Guild Wars 2 Previews

We have rounded up a couple of new hands-on previews about ArenaNet’s ambitious sequel to Guild Wars, Guild Wars 2, which seems to have favorably impressed the press so far.

First, Rock, Paper, Shotgun enjoyed the Engineer profession:

I have to say, just from this play session, the engineer’s proved to be one of my favourite quirky MMO classes, up there with LOTRO’s burgular and WAR’s Squig Herder. Unlike most actual engineers I know, he isn’t concerned with minimising measurement errors, but rather with using one of his many gadget sets to alter his role. Basically, most Guild Wars 2 characters have two weapon sets that they can swap between in-combat; the engineer has one, a kind of rifle-shotgun combination, with five attacks, all solid (especially the one that knocks both him and the enemy back a huge distance), but not particularly special.

However, he also has alternate tool kits; a flamethrower, a pack of mines, a pack of medkits, a pack of bombs. all of which also have five special powers. He also has other gadgets that he has to slot in somewhere; a range of three turrets (healing, rifle and a thumper), rocket-boots that fling him far, far away from the enemy, and more gadgets as he climbs the levels. Of course, he can only have three equipped at any time, plus his basic gun, but he can swap between them outside of combat, and that still gives him around 25 hugely distinctive and different moves to try; the playstyle change between the flamethrower and the bombs is just great.

As with all the classes, he also has an additional weapon set for underwater combat (a trident and a basic aqualung) and a weapon set for when he’s downed consisting of a nice selection of his powers, including a mine field, a bomb, the ability to throw junk, and the ability to borrow a random downed power from an ally.

Then IncGamers, which thinks the game compares very favorably compared to BioWare’s Star Wars: The Old Republic:

The higher level zone also gave us a hands-on taste of underwater combat, mainly against a giant fish that bears more than a passing resemblance to the piranha’s in Alexandre Aja’s 2010 Piranha 3D (great film, don’t care what you say). Other than the fact that things take place in three dimensions, underwater combat is mechanically very similar to land based combat; there’s no breath meter, for example.

What is different is that your movement speed is affected, the enemies are different, weapon aesthetics change (i.e. a sword becomes a spear) and fire balls don’t work. Despite my limited exposure to MMOs, I’ve played enough to know it was horrible in WoW and that it’s not so here.

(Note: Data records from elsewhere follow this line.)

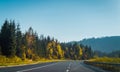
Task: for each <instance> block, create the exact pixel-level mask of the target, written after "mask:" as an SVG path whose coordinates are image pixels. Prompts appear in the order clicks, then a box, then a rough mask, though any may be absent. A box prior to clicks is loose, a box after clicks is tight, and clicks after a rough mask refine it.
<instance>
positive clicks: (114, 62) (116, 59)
mask: <svg viewBox="0 0 120 72" xmlns="http://www.w3.org/2000/svg"><path fill="white" fill-rule="evenodd" d="M84 63H86V64H88V65H92V66H95V67H99V68H102V69H104V70H108V71H112V72H120V58H109V57H102V58H94V59H90V60H89V61H85V62H84Z"/></svg>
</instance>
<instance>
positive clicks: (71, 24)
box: [0, 0, 120, 42]
mask: <svg viewBox="0 0 120 72" xmlns="http://www.w3.org/2000/svg"><path fill="white" fill-rule="evenodd" d="M0 10H1V13H0V17H1V20H0V26H1V25H2V24H3V23H4V21H5V19H8V20H10V19H11V20H15V22H16V23H19V24H20V28H21V30H22V32H25V31H27V30H28V28H29V27H32V28H33V30H34V31H36V32H37V33H38V35H41V34H43V35H44V36H48V35H49V36H50V37H54V38H55V39H58V40H59V41H60V42H69V41H80V40H83V39H88V38H93V37H95V38H99V37H106V36H120V31H119V30H120V21H119V20H120V1H119V0H115V1H114V0H91V1H89V0H80V1H77V0H74V1H73V0H70V1H68V0H58V1H55V0H51V1H49V0H0Z"/></svg>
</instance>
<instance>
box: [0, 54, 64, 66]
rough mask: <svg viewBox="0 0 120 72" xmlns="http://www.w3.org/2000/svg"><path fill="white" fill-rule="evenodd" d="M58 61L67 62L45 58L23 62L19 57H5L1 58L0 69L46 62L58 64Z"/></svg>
mask: <svg viewBox="0 0 120 72" xmlns="http://www.w3.org/2000/svg"><path fill="white" fill-rule="evenodd" d="M58 61H65V60H57V59H56V60H54V59H51V60H49V59H45V58H40V59H37V60H34V61H32V60H29V59H25V60H21V59H20V58H19V57H17V56H15V57H12V58H8V57H5V56H0V67H2V66H16V65H27V64H37V63H46V62H58Z"/></svg>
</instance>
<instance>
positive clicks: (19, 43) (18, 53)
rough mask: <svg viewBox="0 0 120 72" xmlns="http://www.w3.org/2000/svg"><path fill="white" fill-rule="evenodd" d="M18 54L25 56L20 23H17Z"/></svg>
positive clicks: (19, 54) (17, 54) (16, 52)
mask: <svg viewBox="0 0 120 72" xmlns="http://www.w3.org/2000/svg"><path fill="white" fill-rule="evenodd" d="M16 55H17V56H18V57H20V58H23V49H22V33H21V31H20V27H19V24H18V25H17V30H16Z"/></svg>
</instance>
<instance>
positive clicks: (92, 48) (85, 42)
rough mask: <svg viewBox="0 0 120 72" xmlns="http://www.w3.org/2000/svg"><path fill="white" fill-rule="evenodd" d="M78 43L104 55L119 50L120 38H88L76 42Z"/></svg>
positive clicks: (119, 48)
mask: <svg viewBox="0 0 120 72" xmlns="http://www.w3.org/2000/svg"><path fill="white" fill-rule="evenodd" d="M78 43H80V44H83V45H88V46H91V48H92V49H93V50H98V51H102V52H106V53H109V52H112V51H117V50H120V36H111V37H102V38H89V39H83V40H81V41H78Z"/></svg>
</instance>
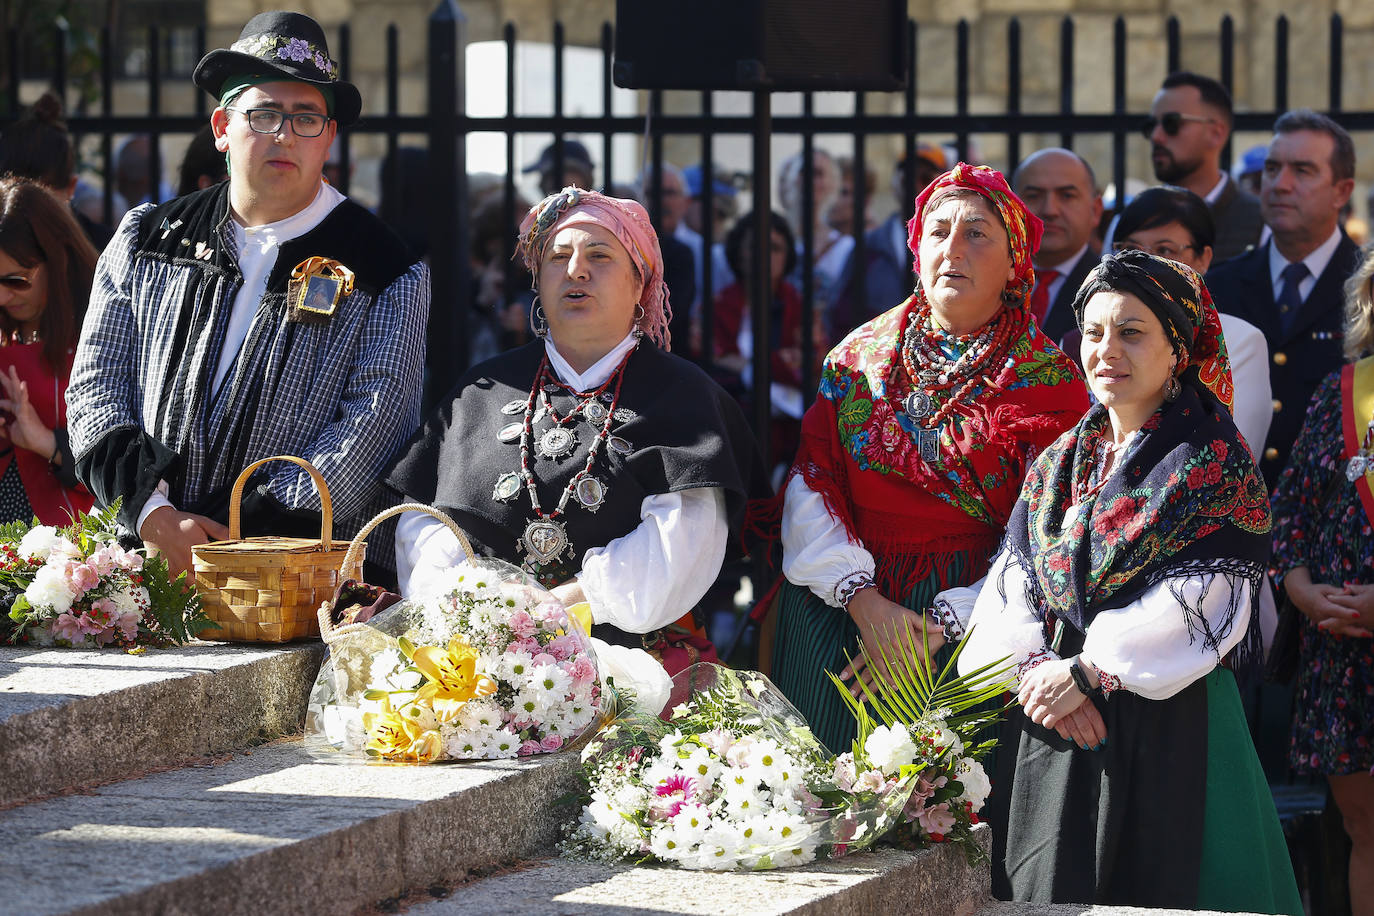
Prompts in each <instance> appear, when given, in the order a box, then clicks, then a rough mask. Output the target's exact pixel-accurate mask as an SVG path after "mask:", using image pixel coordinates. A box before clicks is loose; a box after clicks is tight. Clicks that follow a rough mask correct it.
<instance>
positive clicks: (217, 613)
mask: <svg viewBox="0 0 1374 916" xmlns="http://www.w3.org/2000/svg"><path fill="white" fill-rule="evenodd" d="M268 461H291V463H293V464H300V466H301V467H302V468H305V470H306V471H308V472H309V475H311V479H312V481H313V482H315V488H316V489H317V490H319V492H320V537H319V540H316V538H309V537H275V536H268V537H247V538H245V537H240V533H242V527H240V519H239V515H240V505H239V504H240V500H242V497H243V485H245V483H247V479H249V477H250V475H251V474H253V471H256V470H257V468H260V467H262V466H264V464H267V463H268ZM191 555H192V558H194V562H195V586H196V588H198V589H199V591H201V595H202V596H203V600H205V612H206V615H207V617H209V618H210V619H212V621H213V622H214V626H216V629H207V630H205V632H202V633H201V634H199V637H201V639H205V640H228V641H235V643H286V641H287V640H294V639H300V637H302V636H319V634H320V630H319V623H317V618H316V608H319V606H320V603H322V602H328V600H330V599H331V597H333V595H334V591H335V589H337V588H338V584H339V582H341V581H342V580H345V578H350V577H352V578H361V577H363V562H361V558H359V559H356V560H353V563H352V564H349V560H348V555H349V547H345V545H342V544H335V541H334V507H333V505H331V503H330V488H328V485H326V483H324V478H323V477H322V475H320V472H319V471H316V470H315V468H313V467H312V466H311V463H309V461H306V460H304V459H298V457H294V456H290V455H278V456H273V457H265V459H262V460H260V461H254V463H253V464H249V466H247V467H246V468H243V472H242V474H239V478H238V479H236V481H235V482H234V490H232V492H231V493H229V540H228V541H213V542H210V544H201V545H198V547H194V548H191Z"/></svg>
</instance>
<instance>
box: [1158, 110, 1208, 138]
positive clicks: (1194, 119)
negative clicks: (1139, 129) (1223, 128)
mask: <svg viewBox="0 0 1374 916" xmlns="http://www.w3.org/2000/svg"><path fill="white" fill-rule="evenodd" d="M1184 121H1197V122H1200V124H1210V122H1213V121H1216V118H1204V117H1202V115H1200V114H1183V113H1182V111H1165V113H1164V114H1161V115H1160V117H1158V118H1146V119H1145V124H1142V125H1140V136H1143V137H1145V139H1146V140H1149V139H1150V135H1153V133H1154V126H1156V125H1158V126H1161V128H1164V132H1165V133H1167V135H1169V136H1171V137H1176V136H1179V130H1182V129H1183V122H1184Z"/></svg>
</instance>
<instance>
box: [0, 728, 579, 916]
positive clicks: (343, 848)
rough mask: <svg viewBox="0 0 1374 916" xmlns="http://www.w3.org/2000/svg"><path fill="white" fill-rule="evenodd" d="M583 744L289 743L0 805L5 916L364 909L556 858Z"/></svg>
mask: <svg viewBox="0 0 1374 916" xmlns="http://www.w3.org/2000/svg"><path fill="white" fill-rule="evenodd" d="M577 769H578V761H577V757H576V754H554V755H548V757H540V758H532V759H525V761H488V762H480V764H463V765H437V766H390V765H367V764H326V762H319V761H315V759H313V758H311V755H309V754H306V753H305V750H304V748H302V747H301V743H300V742H298V740H282V742H276V743H272V744H267V746H262V747H258V748H254V750H251V751H243V753H239V754H235V755H232V757H228V758H221V759H218V761H214V762H210V764H207V765H203V766H190V768H183V769H176V770H169V772H161V773H154V775H150V776H146V777H142V779H135V780H126V781H121V783H113V784H109V786H103V787H99V788H93V790H89V791H88V792H87V794H80V795H78V794H71V795H63V797H58V798H47V799H41V801H34V802H29V803H26V805H18V806H14V808H10V809H8V810H0V850H4V853H3V854H0V887H4V889H5V890H4V893H3V894H0V913H23V915H25V916H48V915H58V913H102V915H107V913H140V915H142V913H217V915H221V913H223V915H231V916H232V915H238V913H243V915H249V913H251V915H254V916H256V915H258V913H312V915H313V913H320V915H326V916H327V915H330V913H354V912H357V911H359V909H360V908H367V906H371V905H374V904H376V902H378V901H383V900H389V898H398V897H404V895H405V894H407V893H411V891H415V890H416V889H425V887H431V886H436V884H444V883H448V884H453V883H459V882H462V880H463V879H464V878H466V876H467V875H470V873H471V872H473V871H475V869H484V868H491V867H492V865H496V864H510V862H518V861H519V860H523V858H530V857H534V856H541V854H548V851H550V850H551V849H552V845H554V842H555V839H556V836H558V831H559V828H561V824H562V823H565V821H566V820H567V818H569V817H570V816H572V812H570V810H569V809H566V808H559V806H556V805H555V803H554V802H555V799H559V798H561V797H565V795H567V794H569V792H570V791H573V790H574V788H576V773H577Z"/></svg>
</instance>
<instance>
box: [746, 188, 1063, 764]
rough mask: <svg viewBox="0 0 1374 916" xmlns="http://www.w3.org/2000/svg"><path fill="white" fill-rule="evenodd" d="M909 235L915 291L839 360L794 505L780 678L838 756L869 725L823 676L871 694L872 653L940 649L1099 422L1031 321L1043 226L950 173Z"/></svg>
mask: <svg viewBox="0 0 1374 916" xmlns="http://www.w3.org/2000/svg"><path fill="white" fill-rule="evenodd" d="M907 231H908V246H910V247H911V251H912V253H914V254H915V268H916V275H918V283H916V291H915V294H914V295H912V297H911V298H908V299H907V301H905V302H903V304H901V305H899V306H896V308H894V309H892V310H889V312H886V313H883V314H881V316H878V317H877V319H874V320H871V321H868V323H867V324H863V325H860V327H859V328H856V330H855V331H853V332H851V334H849V336H846V338H845V339H844V341H842V342H841V343H840V345H838V346H837V347H835V349H834V350H831V353H830V356H829V357H827V358H826V364H824V368H823V371H822V379H820V393H819V397H818V398H816V402H815V404H813V405H812V407H811V409H809V411H808V412H807V415H805V417H804V420H802V433H801V439H802V441H801V448H800V450H798V455H797V460H796V464H794V466H793V470H791V477H790V479H789V482H787V485H786V489H785V497H783V500H785V501H783V508H782V545H783V574H785V577H786V578H785V581H783V582H782V585H780V593H779V600H778V611H776V612H778V625H776V636H775V643H774V650H772V670H771V677H772V678H774V683H775V684H778V687H779V688H780V689H782V691H783V694H786V695H787V698H789V699H790V700H791V702H793V703H794V705H796V706H797V709H798V710H800V711H801V713H802V714H804V715H805V717H807V721H808V722H809V724H811V726H812V728H813V729H815V732H816V735H818V736H819V737H820V739H822V740H823V742H824V743H826V744H827V746H829V747H830V748H831V750H833V751H835V753H842V751H846V750H849V744H851V742H852V740H853V737H855V721H853V717H852V715H851V713H849V710H848V709H846V706H845V703H844V698H842V696H840V695H838V692H837V691H835V688H834V685H833V684H831V681H830V678H829V677H827V672H838V673H841V674H842V676H844V677H846V678H848V677H851V676H860V677H864V678H867V677H868V676H870V674H868V672H867V669H866V666H864V663H863V661H861V659H860V661H857V662H855V665H853V666H849V665H848V659H849V658H859V647H860V643H861V644H863V645H864V647H866V648H867V650H868V655H870V656H871V658H874V659H881V658H882V656H883V654H885V655H886V656H889V658H890V656H893V655H894V654H901V652H907V651H915V652H919V651H921V640H922V636H921V633H922V629H925V632H926V633H927V636H929V641H930V644H932V647H938V645H940V644H941V643H943V640H944V636H943V630H941V626H940V623H938V622H937V621H936V618H933V617H927V615H926V614H925V612H923V608H927V607H930V603H932V599H933V597H934V596H936V592H938V591H940V589H944V588H949V586H955V585H967V584H969V582H971V581H974V580H977V578H978V577H980V575H982V573H984V571H985V570H987V564H988V559H989V558H991V555H992V553H993V552H995V551H996V547H998V542H999V541H1000V540H1002V531H1003V526H1004V525H1006V520H1007V516H1009V514H1010V512H1011V507H1013V504H1014V503H1015V497H1017V493H1018V492H1020V489H1021V478H1022V475H1024V474H1025V471H1026V468H1028V467H1029V464H1031V461H1032V460H1033V459H1035V456H1036V455H1037V453H1039V452H1040V450H1041V449H1043V448H1046V446H1047V445H1050V444H1051V442H1052V441H1054V439H1055V438H1057V437H1058V435H1059V434H1061V433H1062V431H1063V430H1066V428H1069V427H1070V426H1072V424H1073V423H1074V422H1076V420H1077V419H1079V417H1080V416H1081V415H1083V412H1084V411H1085V409H1087V407H1088V398H1087V390H1085V389H1084V386H1083V379H1081V376H1080V375H1079V372H1077V369H1076V368H1074V365H1073V363H1072V361H1070V360H1069V358H1068V357H1066V356H1065V354H1063V353H1062V352H1061V350H1059V349H1058V347H1055V345H1054V343H1052V342H1051V341H1050V339H1048V338H1047V336H1044V334H1041V332H1040V330H1039V328H1037V327H1036V324H1035V321H1032V320H1031V316H1029V312H1028V308H1026V302H1028V298H1029V294H1031V288H1032V286H1033V276H1035V275H1033V271H1032V266H1031V254H1032V253H1033V251H1035V250H1036V246H1037V244H1039V242H1040V232H1041V225H1040V220H1037V218H1036V217H1035V216H1033V214H1032V213H1029V211H1028V210H1026V207H1025V206H1024V205H1022V202H1021V201H1020V199H1018V198H1017V196H1015V195H1014V194H1013V192H1011V188H1010V187H1009V185H1007V183H1006V179H1004V177H1003V176H1002V174H1000V173H999V172H996V170H993V169H989V168H987V166H971V165H967V163H963V162H960V163H959V165H956V166H955V168H954V169H951V170H949V172H945V173H944V174H943V176H940V177H938V179H936V180H934V181H933V183H932V184H930V185H929V187H927V188H925V191H922V192H921V195H919V196H918V198H916V202H915V217H912V220H911V222H910V224H908V227H907ZM908 633H910V634H912V637H914V639H915V644H914V645H912V644H911V643H910V641H908V640H907V634H908Z"/></svg>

Whereas in other games underwater combat means limiting your abilities in Guild Wars 2 it means changing them, making it appealing rather than dreaded.

The jury is still out on whether or not Guild Wars 2 really can break down the walls that other MMOs have spent years building up, walls that non-MMO gamers cannot penetrate and often don’t even want to. By shunning a subscription fee Guild Wars 2 has already pulled down the biggest barrier to entry, combine that with action focused combat, optional depth to missions and a less claustrophobic take on the standard class system and ArenaNet might just be onto something. again.